Common Mistakes to Avoid
- Confusing horizontal and vertical shifts is a common mistake. In y = f(x - h) + k, h moves the graph right when subtracted inside the function, while k moves it up when added outside.
- Treating every curved graph as a parabola is wrong. Quadratic, cubic, exponential, square root, and rational functions have different shapes, domains, end behavior, and symmetry.
- Forgetting domain restrictions leads to invalid answers. For example, f(x) = sqrt(x) has x >= 0, and f(x) = 1/x is undefined at x = 0.
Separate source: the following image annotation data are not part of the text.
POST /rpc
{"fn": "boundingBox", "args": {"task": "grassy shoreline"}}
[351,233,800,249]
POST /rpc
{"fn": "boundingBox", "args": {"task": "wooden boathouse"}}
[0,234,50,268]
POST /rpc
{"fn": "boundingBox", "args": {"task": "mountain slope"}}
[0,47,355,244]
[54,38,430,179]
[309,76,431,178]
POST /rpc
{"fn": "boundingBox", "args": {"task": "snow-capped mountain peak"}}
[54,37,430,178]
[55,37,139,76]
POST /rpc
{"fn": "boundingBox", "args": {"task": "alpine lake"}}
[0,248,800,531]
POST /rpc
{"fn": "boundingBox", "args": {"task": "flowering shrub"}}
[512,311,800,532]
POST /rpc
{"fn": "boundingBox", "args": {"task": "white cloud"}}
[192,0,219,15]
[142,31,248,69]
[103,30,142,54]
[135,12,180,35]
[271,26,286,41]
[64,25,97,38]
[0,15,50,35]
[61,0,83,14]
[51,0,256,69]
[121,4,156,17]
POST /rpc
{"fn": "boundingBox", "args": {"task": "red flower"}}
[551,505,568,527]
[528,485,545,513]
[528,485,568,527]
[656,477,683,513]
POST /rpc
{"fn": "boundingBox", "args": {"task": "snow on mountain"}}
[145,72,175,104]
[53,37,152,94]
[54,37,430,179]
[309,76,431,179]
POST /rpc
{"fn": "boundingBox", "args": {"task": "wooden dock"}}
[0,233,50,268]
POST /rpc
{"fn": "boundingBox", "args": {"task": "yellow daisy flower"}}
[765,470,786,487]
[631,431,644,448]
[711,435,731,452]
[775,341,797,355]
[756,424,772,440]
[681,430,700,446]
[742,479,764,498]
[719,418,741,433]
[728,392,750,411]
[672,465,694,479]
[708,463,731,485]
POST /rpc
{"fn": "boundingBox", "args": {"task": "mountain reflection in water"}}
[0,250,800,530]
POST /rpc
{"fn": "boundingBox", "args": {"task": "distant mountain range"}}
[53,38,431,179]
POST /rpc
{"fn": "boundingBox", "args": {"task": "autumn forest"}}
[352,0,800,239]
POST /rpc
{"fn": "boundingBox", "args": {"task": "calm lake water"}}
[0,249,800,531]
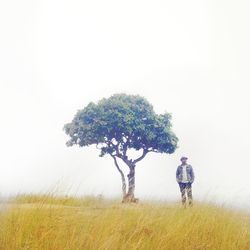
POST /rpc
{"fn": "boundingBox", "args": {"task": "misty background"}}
[0,0,250,209]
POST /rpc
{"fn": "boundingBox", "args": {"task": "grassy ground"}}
[0,195,250,250]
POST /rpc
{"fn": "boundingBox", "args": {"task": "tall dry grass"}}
[0,195,250,250]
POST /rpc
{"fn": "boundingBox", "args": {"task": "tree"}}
[64,94,178,202]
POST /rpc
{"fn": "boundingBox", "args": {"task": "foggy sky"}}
[0,0,250,207]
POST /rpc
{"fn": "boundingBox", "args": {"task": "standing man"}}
[176,156,194,207]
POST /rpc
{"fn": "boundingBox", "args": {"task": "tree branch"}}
[133,148,148,165]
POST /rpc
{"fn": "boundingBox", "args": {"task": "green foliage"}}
[64,94,178,160]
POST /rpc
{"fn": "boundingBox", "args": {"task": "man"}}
[176,156,194,207]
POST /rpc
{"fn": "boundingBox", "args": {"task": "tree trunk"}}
[112,156,127,200]
[122,165,138,203]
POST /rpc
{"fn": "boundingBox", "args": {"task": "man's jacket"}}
[176,165,194,183]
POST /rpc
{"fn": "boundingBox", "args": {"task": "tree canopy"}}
[64,94,178,157]
[64,94,178,202]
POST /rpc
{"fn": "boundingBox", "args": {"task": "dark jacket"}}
[176,165,194,183]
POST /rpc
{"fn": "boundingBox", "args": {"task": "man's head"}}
[181,156,188,165]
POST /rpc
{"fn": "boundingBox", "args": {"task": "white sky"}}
[0,0,250,207]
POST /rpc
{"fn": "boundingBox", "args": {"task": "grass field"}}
[0,195,250,250]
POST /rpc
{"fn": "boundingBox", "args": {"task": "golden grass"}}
[0,195,250,250]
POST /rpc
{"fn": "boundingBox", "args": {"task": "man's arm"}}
[176,166,180,183]
[190,165,194,183]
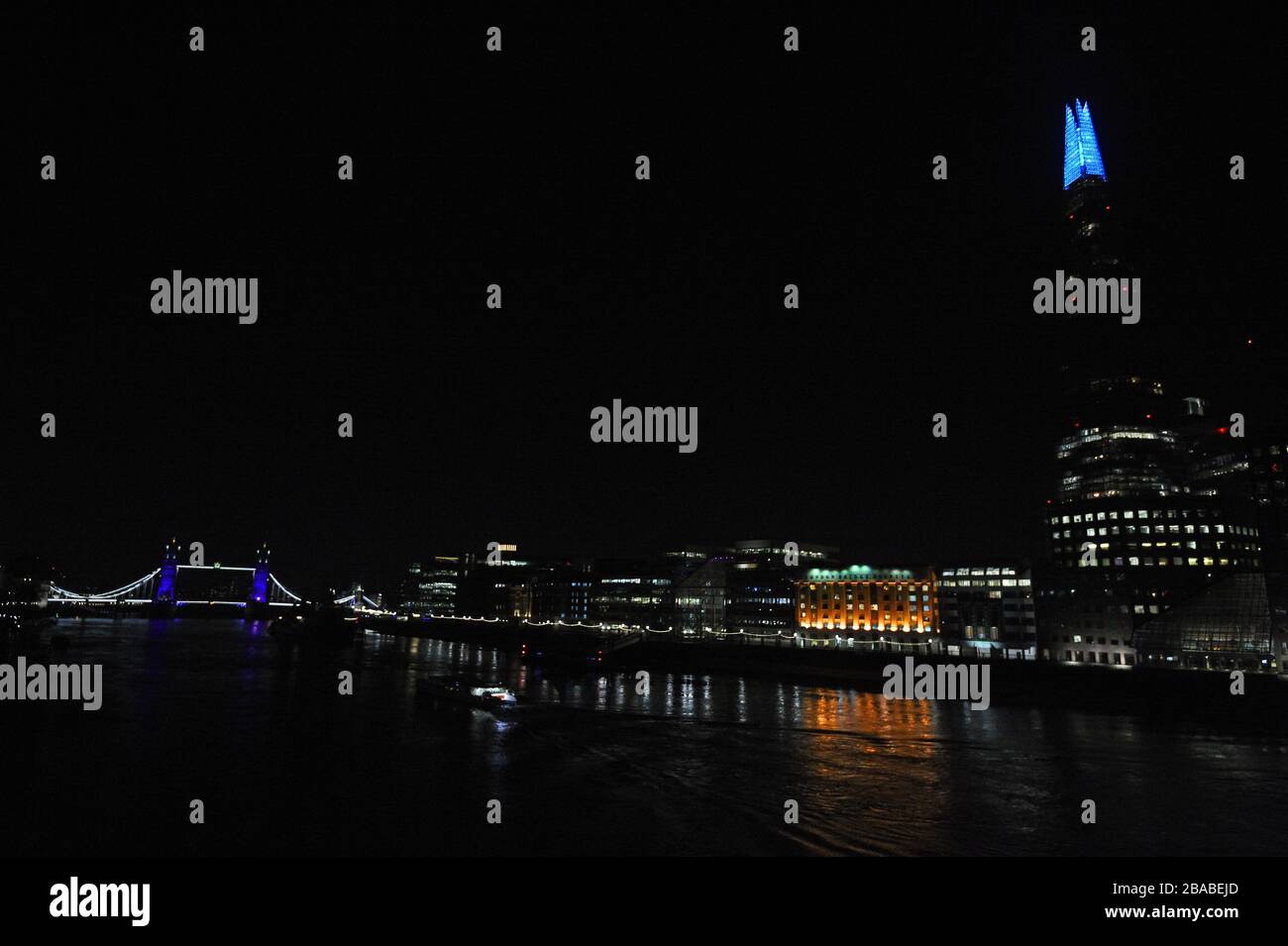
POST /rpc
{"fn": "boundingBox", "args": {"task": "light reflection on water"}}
[0,619,1288,855]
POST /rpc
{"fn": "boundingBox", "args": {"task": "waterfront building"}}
[724,539,840,636]
[796,565,939,650]
[939,563,1037,661]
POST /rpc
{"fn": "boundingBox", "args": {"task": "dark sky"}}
[0,5,1284,586]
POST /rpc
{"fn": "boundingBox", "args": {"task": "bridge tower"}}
[152,538,179,605]
[246,542,269,615]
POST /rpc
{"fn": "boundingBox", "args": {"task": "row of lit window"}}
[939,577,1040,588]
[1051,508,1216,525]
[1066,555,1237,568]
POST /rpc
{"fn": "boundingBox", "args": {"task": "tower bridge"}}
[49,539,314,616]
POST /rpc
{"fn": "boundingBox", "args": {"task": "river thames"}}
[0,619,1288,856]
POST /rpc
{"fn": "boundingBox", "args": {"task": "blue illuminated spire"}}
[1064,99,1105,190]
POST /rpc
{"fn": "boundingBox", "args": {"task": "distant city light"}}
[1064,99,1109,189]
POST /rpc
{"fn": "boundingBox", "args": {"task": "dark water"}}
[0,620,1288,855]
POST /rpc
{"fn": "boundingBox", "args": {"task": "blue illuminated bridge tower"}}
[1064,99,1126,276]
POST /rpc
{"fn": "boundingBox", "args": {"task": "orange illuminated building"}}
[796,565,939,640]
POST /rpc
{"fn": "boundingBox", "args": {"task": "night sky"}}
[0,4,1284,589]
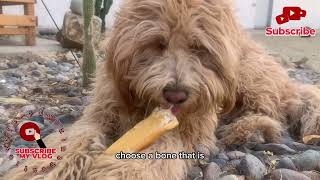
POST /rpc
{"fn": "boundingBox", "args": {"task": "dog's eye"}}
[159,42,167,50]
[190,45,209,57]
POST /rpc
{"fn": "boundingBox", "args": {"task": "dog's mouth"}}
[160,103,181,116]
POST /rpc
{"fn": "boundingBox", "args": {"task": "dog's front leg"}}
[217,113,282,146]
[88,131,191,180]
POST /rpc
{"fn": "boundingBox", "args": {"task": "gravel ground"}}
[0,50,320,180]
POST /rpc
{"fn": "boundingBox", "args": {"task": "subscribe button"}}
[19,122,40,141]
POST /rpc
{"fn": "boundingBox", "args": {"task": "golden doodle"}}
[5,0,320,180]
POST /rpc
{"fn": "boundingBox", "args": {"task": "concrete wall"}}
[4,0,71,29]
[4,0,320,29]
[271,0,320,29]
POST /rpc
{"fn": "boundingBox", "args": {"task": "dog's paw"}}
[217,124,265,146]
[45,152,93,180]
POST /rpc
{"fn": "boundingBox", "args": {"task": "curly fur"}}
[6,0,320,180]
- Assuming a negative coefficient always shifts a graph downward is incorrect. A negative multiplier outside the function, such as y = -f(x), reflects the graph across the x-axis.
Practice Questions
- 1 Identify the parent function and transformations for y = 2(x - 3)^2 + 5. State the vertex and whether the graph opens upward or downward.
- 2 For f(x) = sqrt(x + 4) - 2, find the domain, range, and starting point of the graph.
- 3 A graph has a vertical asymptote at x = 2 and a horizontal asymptote at y = -1. Explain why it is likely related to the rational parent function y = 1/x rather than the linear or quadratic parent function.